How one structures or punctuates sentences, how one uses periods or ellipses or semicolons even, when processed through a five-factor personality model and combined with data from millions of others can generate "fine-grain predictions" about one's other behaviors, Zuboff believes:

This is happening with parallel processing with millions and millions of data points and ends up being able to predict, as we say with Cambridge Analytica, just you know pivoting these methodologies which are the sort of normal “day in the life” methodologies of any self-respecting surveillance capitalist, just pivoting those slightly from commercial outcomes to political outcomes, and you get really robust predictions about how people will react to certain kinds of material, triggers, stimuli, and so on.
Surveillance capitalism is an adaptation to current technologies and forms a kind of "information panopticon" in which every element of interactions online and with "smart" technologies at home or on your phone become product:
We’ve had mercantile capitalism, and we’ve had factory capitalism, and mass-production capitalism, and managerial capitalism, financial capitalism. And typically what happens in these new concepts is that modifier, like “mass production,” or in my case “surveillance” capitalism, what that modifier is doing is pinpointing the pivot of value creation in this new market form.
Surveillance capitalism is coming for your personal experience so it might "tune and herd populations toward guaranteed commercial outcomes," Zuboff warns:
It substitutes computation for politics, so it’s post-democracy.
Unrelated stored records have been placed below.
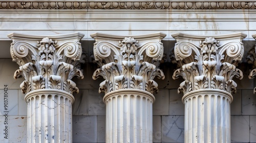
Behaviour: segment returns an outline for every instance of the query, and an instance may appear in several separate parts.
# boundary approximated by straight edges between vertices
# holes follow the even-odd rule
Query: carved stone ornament
[[[78,68],[82,54],[79,40],[84,35],[76,33],[51,36],[12,33],[11,55],[20,66],[14,78],[24,77],[24,93],[41,89],[55,89],[72,93],[78,88],[71,79],[82,79]]]
[[[163,53],[161,40],[165,36],[161,33],[134,37],[92,34],[96,40],[94,57],[100,67],[93,78],[105,80],[99,92],[106,94],[120,89],[157,91],[158,84],[153,79],[164,78],[158,66]]]
[[[256,34],[253,34],[252,37],[256,39]],[[256,46],[251,49],[248,53],[246,59],[249,64],[252,64],[252,68],[253,68],[249,74],[249,79],[253,79],[256,77]],[[253,93],[256,94],[256,87],[253,89]]]
[[[201,89],[217,89],[229,93],[236,91],[232,80],[243,78],[242,71],[236,68],[244,54],[242,40],[246,35],[238,33],[214,37],[175,34],[177,42],[175,54],[180,67],[174,73],[174,79],[182,77],[178,92],[184,94]]]
[[[74,2],[65,1],[5,1],[0,2],[2,9],[254,9],[252,1],[103,1]]]

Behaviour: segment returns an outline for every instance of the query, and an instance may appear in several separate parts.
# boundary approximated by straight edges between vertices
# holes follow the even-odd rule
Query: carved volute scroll
[[[252,37],[256,39],[256,34],[253,34],[252,35]],[[256,46],[253,47],[248,53],[247,56],[246,57],[246,59],[247,62],[249,64],[252,64],[253,69],[250,72],[249,74],[249,79],[251,79],[256,77],[256,52],[255,52]],[[253,93],[256,94],[256,87],[254,87],[253,90]]]
[[[56,89],[72,93],[78,92],[71,80],[82,79],[78,68],[82,54],[79,40],[84,35],[76,33],[51,36],[37,36],[12,33],[11,55],[20,66],[14,78],[22,76],[23,93],[40,89]]]
[[[173,78],[181,77],[185,80],[179,93],[206,88],[236,91],[232,79],[243,78],[242,71],[236,67],[244,54],[242,40],[246,34],[207,37],[178,33],[172,36],[177,41],[174,52],[180,66]]]
[[[120,89],[157,91],[154,79],[164,78],[158,66],[163,54],[161,40],[165,36],[161,33],[134,37],[92,34],[96,40],[94,57],[100,67],[93,78],[105,80],[99,92],[106,94]]]

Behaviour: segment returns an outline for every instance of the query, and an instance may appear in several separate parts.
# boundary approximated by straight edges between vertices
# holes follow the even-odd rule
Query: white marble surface
[[[9,116],[9,142],[27,142],[27,119],[26,116]]]
[[[162,142],[184,142],[184,116],[162,116]]]
[[[104,93],[99,93],[98,90],[89,90],[89,115],[104,115],[106,114],[106,105],[103,102],[104,95]]]
[[[8,51],[10,50],[10,46]],[[8,89],[20,89],[19,85],[24,80],[24,78],[14,79],[13,75],[16,70],[19,68],[19,66],[11,59],[0,59],[0,79],[2,85],[0,89],[4,89],[4,85],[7,84]]]
[[[250,116],[250,142],[256,142],[256,116]]]
[[[231,116],[231,142],[249,142],[250,125],[249,116]]]
[[[183,96],[183,93],[178,93],[177,89],[169,90],[169,115],[184,115],[185,105],[182,101]]]
[[[8,116],[8,139],[5,139],[5,116],[0,116],[0,142],[27,142],[27,116]]]
[[[21,89],[18,91],[18,115],[26,116],[27,114],[27,104],[25,100],[26,94],[22,93]]]
[[[73,116],[73,142],[97,142],[97,116]]]
[[[9,130],[9,125],[5,125],[5,121],[8,121],[8,117],[7,120],[6,120],[6,117],[5,116],[0,116],[0,128],[1,128],[1,130],[0,130],[0,142],[3,143],[9,143],[9,140],[10,139],[10,131]],[[7,124],[8,124],[8,123]],[[7,123],[6,123],[6,124]],[[6,127],[6,126],[8,126],[8,127]],[[7,127],[7,128],[6,128]],[[6,132],[6,131],[7,130],[7,132]],[[4,134],[6,133],[6,134]],[[5,138],[5,137],[6,138]]]
[[[97,142],[105,142],[106,116],[97,116]]]
[[[153,103],[153,115],[168,115],[169,90],[159,89],[158,93],[154,93],[156,101]]]
[[[80,89],[78,93],[74,93],[73,96],[75,102],[72,105],[73,115],[88,115],[88,90]]]
[[[242,114],[256,114],[256,96],[253,90],[242,90]]]
[[[3,89],[0,90],[0,114],[1,115],[4,115],[4,111],[8,111],[9,115],[18,115],[18,90],[9,89],[8,90],[8,110],[5,110],[4,108],[4,93],[5,91]]]
[[[161,142],[161,116],[153,115],[153,142]]]
[[[232,94],[233,101],[230,104],[230,114],[240,115],[242,114],[242,90],[238,89],[236,94]]]

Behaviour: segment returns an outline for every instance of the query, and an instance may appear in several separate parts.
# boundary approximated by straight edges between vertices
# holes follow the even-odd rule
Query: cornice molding
[[[4,1],[0,9],[254,9],[254,1]]]

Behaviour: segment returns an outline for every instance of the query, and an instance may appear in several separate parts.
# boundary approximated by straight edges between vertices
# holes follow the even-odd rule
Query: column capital
[[[120,89],[138,89],[153,93],[158,90],[155,77],[164,79],[158,68],[163,54],[161,40],[166,35],[157,33],[136,36],[95,33],[93,52],[100,68],[93,78],[102,77],[99,92]]]
[[[74,76],[83,78],[77,67],[82,54],[80,40],[84,35],[69,34],[40,36],[12,33],[11,55],[20,66],[14,78],[23,76],[23,93],[41,89],[55,89],[72,93],[78,92]]]
[[[236,68],[244,54],[242,42],[246,35],[242,33],[205,36],[177,33],[172,35],[177,40],[174,53],[180,68],[174,79],[183,77],[178,92],[184,94],[201,89],[217,89],[236,92],[235,77],[243,74]]]

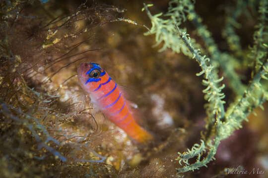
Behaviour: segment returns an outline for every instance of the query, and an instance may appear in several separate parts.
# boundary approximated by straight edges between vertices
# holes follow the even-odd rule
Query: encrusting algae
[[[0,2],[0,175],[264,177],[266,1]]]

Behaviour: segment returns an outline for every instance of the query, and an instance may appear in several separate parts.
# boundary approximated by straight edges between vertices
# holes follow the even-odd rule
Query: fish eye
[[[95,69],[90,72],[90,74],[89,74],[89,76],[91,78],[98,78],[100,75],[100,71],[98,69]]]

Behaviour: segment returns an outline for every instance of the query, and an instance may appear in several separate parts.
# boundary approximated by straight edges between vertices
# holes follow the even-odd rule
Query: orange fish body
[[[152,135],[136,123],[119,86],[99,64],[81,63],[77,75],[91,102],[106,117],[139,143],[152,139]]]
It substitutes populations for societies, statistics for citizens, and computation for politics, and so I read a lot about this experimental zone, the Facebook contagion experiments, where another experimental zone where when they wrote up those experiments in scholarly journals — very smart data researchers from Facebook combined with very smart academic scholars boasted that now we know that we can use the online world to create contagion that changes behavior in the real world. The first case it was voting, the second case it was emotional. And they bragged in their articles that we can do this in a way that bypasses the awareness of the user. Right? Always engineered for ignorance. Because you know, that’s the surveillance essence of this, you can’t do this by asking permission. You can only do this by taking it in a way that is secret, that is hidden, that is backstage.
So, a more digital form of disaster capitalism in which democracy is mere window dressing for furthering the commercial desires of financial interests. Computational governance becomes a new form of absolutism. Pivoting the ends of this kind of technology from commercial ends to political ones is a mere flip of a switch.
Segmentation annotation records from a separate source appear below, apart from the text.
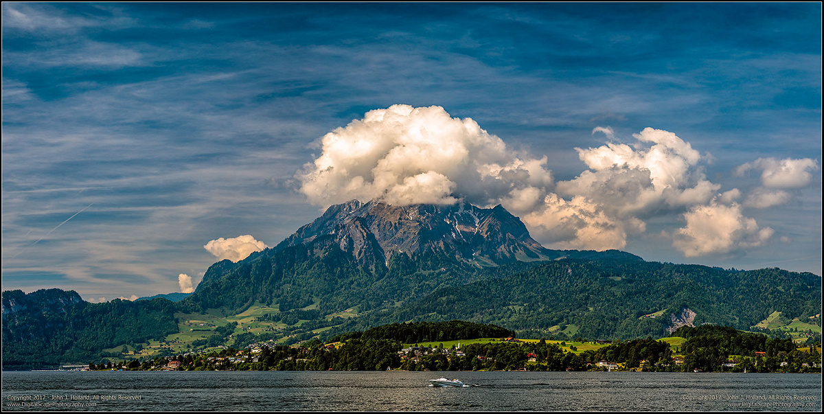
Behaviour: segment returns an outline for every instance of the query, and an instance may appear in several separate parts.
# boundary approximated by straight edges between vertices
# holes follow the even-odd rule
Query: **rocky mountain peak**
[[[549,258],[549,251],[503,206],[482,209],[466,203],[393,205],[352,200],[330,207],[275,248],[330,238],[367,261],[401,252],[443,253],[482,266]]]

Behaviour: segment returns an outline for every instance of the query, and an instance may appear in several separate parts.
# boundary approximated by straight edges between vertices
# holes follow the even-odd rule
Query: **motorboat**
[[[448,379],[446,378],[439,378],[438,379],[430,379],[433,387],[463,387],[463,383],[460,379]]]

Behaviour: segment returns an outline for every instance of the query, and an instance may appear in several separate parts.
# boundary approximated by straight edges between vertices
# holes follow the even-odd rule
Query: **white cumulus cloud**
[[[754,219],[744,217],[741,205],[711,203],[684,214],[686,226],[676,231],[672,246],[687,257],[730,252],[763,245],[773,229],[759,228]]]
[[[771,190],[741,202],[741,191],[722,191],[707,178],[703,165],[709,157],[672,132],[645,128],[628,142],[609,126],[592,130],[597,133],[608,142],[575,148],[587,169],[555,182],[546,157],[508,148],[471,119],[453,118],[440,106],[395,105],[325,134],[321,154],[295,178],[308,200],[323,207],[352,199],[501,204],[550,248],[624,248],[646,231],[646,220],[683,214],[686,227],[674,224],[662,233],[694,256],[762,245],[773,230],[744,217],[742,205],[783,204],[789,194],[780,189],[808,185],[817,168],[808,158],[745,164],[737,175],[760,170],[761,185]]]
[[[769,209],[787,204],[792,196],[791,194],[784,190],[756,188],[747,196],[744,205],[754,209]]]
[[[818,169],[818,161],[812,158],[758,158],[752,162],[743,164],[735,170],[738,176],[750,170],[761,171],[761,185],[767,188],[802,188],[812,180],[812,172]]]
[[[181,293],[190,294],[194,291],[194,287],[192,286],[192,276],[185,273],[177,275],[177,284],[180,286]]]
[[[321,144],[322,153],[296,175],[301,192],[321,206],[352,199],[484,205],[513,190],[552,184],[546,158],[521,156],[475,121],[452,118],[440,106],[370,111]]]
[[[214,255],[218,260],[229,259],[235,262],[246,259],[255,252],[260,252],[266,247],[269,246],[266,246],[263,242],[255,240],[255,238],[249,234],[232,238],[220,238],[212,240],[204,246],[204,249]]]

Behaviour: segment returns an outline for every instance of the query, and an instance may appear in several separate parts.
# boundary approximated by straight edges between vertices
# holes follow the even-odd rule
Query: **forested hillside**
[[[73,290],[41,289],[28,294],[6,291],[3,369],[96,360],[101,350],[176,332],[174,313],[174,303],[162,299],[90,303]]]
[[[440,289],[360,323],[460,318],[522,334],[535,329],[543,336],[551,327],[574,326],[571,335],[559,329],[556,336],[660,337],[677,327],[670,315],[682,309],[695,313],[694,325],[748,329],[775,310],[790,318],[818,314],[820,297],[820,277],[777,268],[737,271],[658,262],[555,261]],[[644,317],[655,313],[656,318]]]

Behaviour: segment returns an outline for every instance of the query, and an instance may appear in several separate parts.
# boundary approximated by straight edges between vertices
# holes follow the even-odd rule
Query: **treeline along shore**
[[[456,331],[456,322],[462,328]],[[728,327],[681,327],[669,338],[618,341],[512,335],[500,327],[460,321],[391,324],[338,335],[326,343],[316,338],[293,346],[253,343],[241,350],[90,363],[87,369],[821,373],[819,346],[801,347],[790,339]],[[431,343],[434,337],[441,342]],[[404,342],[409,338],[414,343]]]

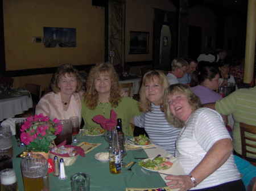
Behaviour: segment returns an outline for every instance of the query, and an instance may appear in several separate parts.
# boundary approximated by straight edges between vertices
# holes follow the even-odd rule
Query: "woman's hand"
[[[194,186],[188,175],[169,175],[165,179],[171,180],[166,183],[167,186],[171,189],[179,188],[179,191],[188,190]]]

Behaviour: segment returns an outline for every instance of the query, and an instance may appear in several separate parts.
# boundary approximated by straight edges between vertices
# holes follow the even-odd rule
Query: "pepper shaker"
[[[64,160],[61,158],[60,160],[60,176],[59,176],[59,179],[64,180],[67,179],[67,175],[65,173],[65,167],[64,165]]]
[[[60,167],[59,164],[58,157],[57,156],[55,156],[54,157],[53,165],[53,176],[59,176],[60,175]]]

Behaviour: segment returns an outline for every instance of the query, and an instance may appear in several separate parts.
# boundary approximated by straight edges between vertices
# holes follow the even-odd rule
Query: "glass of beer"
[[[54,143],[57,146],[66,140],[66,145],[71,145],[72,143],[71,120],[61,120],[59,123],[63,126],[63,129],[60,134],[56,135]]]
[[[73,143],[77,143],[79,141],[76,139],[76,135],[79,133],[80,128],[79,127],[79,120],[78,117],[71,117],[70,118],[72,124],[72,135],[74,136]]]
[[[13,156],[13,140],[10,125],[0,127],[0,150],[10,151]]]
[[[24,120],[17,120],[15,121],[15,131],[16,131],[16,134],[15,134],[15,138],[17,141],[19,141],[19,143],[18,145],[18,146],[23,147],[25,146],[25,145],[20,142],[20,129],[24,124]]]
[[[28,155],[20,164],[24,190],[49,190],[48,162],[43,155]]]
[[[73,175],[71,178],[72,191],[90,191],[90,176],[84,172]]]
[[[18,191],[15,171],[6,168],[0,172],[1,191]]]

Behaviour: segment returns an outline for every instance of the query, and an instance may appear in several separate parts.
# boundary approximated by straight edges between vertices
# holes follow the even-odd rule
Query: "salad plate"
[[[148,158],[138,162],[138,164],[142,167],[143,168],[148,171],[154,172],[161,172],[168,170],[170,168],[173,163],[167,159],[162,157],[159,157],[154,159]]]
[[[100,136],[104,134],[105,130],[102,128],[89,128],[82,131],[83,135],[90,137]]]
[[[129,139],[127,143],[136,147],[143,147],[151,145],[153,142],[146,135],[139,135],[139,136]]]

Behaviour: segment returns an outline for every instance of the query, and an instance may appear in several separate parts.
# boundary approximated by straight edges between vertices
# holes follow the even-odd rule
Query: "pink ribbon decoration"
[[[104,116],[98,114],[93,118],[93,121],[101,125],[101,126],[109,131],[113,130],[114,127],[117,125],[117,114],[114,109],[111,109],[110,118],[106,118]]]

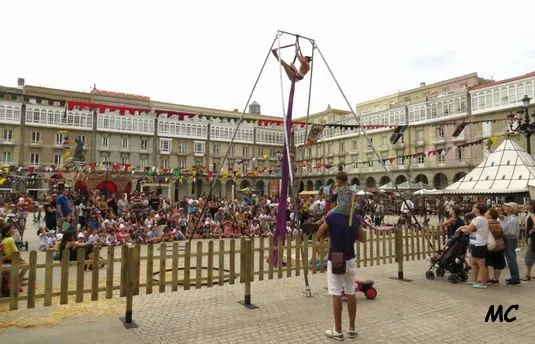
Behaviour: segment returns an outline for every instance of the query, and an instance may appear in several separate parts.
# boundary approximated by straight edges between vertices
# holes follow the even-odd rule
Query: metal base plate
[[[138,328],[137,324],[134,321],[127,323],[125,318],[119,318],[119,320],[121,320],[124,325],[124,328],[126,328],[127,330],[130,330],[132,328]]]
[[[247,308],[247,309],[257,309],[258,308],[258,306],[253,305],[252,303],[246,304],[245,301],[238,301],[238,303],[240,305],[242,305],[243,307]]]
[[[397,277],[390,277],[390,279],[393,279],[393,280],[396,280],[396,281],[402,281],[402,282],[412,282],[412,280],[406,279],[406,278],[399,279]]]

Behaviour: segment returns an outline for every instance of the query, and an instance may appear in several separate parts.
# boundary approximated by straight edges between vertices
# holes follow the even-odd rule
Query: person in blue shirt
[[[57,226],[61,230],[63,221],[67,215],[72,214],[72,208],[69,200],[69,190],[63,189],[61,195],[56,199],[56,216],[57,216]]]
[[[362,221],[355,216],[349,225],[349,216],[339,213],[327,215],[317,232],[318,245],[322,238],[329,233],[331,246],[327,257],[327,286],[333,298],[334,329],[327,330],[325,335],[336,340],[343,340],[342,332],[342,295],[347,295],[347,309],[349,313],[348,337],[357,336],[355,318],[357,315],[357,299],[355,298],[356,254],[355,241],[358,239]],[[331,258],[333,252],[343,252],[345,258],[345,274],[334,274]]]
Zuboff believes there is still political maneuvering space for stopping it, but that will take a doubling down on democracy. It has advanced as far as it has because it is near-invisible. "Every single piece of research, going all the way back to the early 2000s, shows that whenever you expose people to what’s really going on behind the scenes with surveillance capitalism, they don’t want anything to do [with] it," she says. But as with other forms of metastasized capitalism, people right now feel they have no choice. Capitalism is all about expanding our choices, remember?

This makes surveillance capitalism "a colossal market failure. Because it is not giving people what people want. It’s giving business customers what they want, to be able to manipulate people, but it’s not giving actual populations of people what we want."

That has some rather serious political implications, as is already evident in China. But this is instumentarian rather than totalitarian power, Zuboff asserts. It doesn't want to harm you, but make you better serve commercial interests. Combine that with an authoritarian state such as China, however? Zuboff warns, "[A]nd what we saw in America already is that anybody with enough money, any ambitious plutocrat, can buy the skills and the data to use these same methodologies to influence political outcomes."

I don't recall how the Ministry of Truth knew Winston Smith had an existential fear of rats. But in 2019, Robert Mercer or someone like him could probably sell them that information.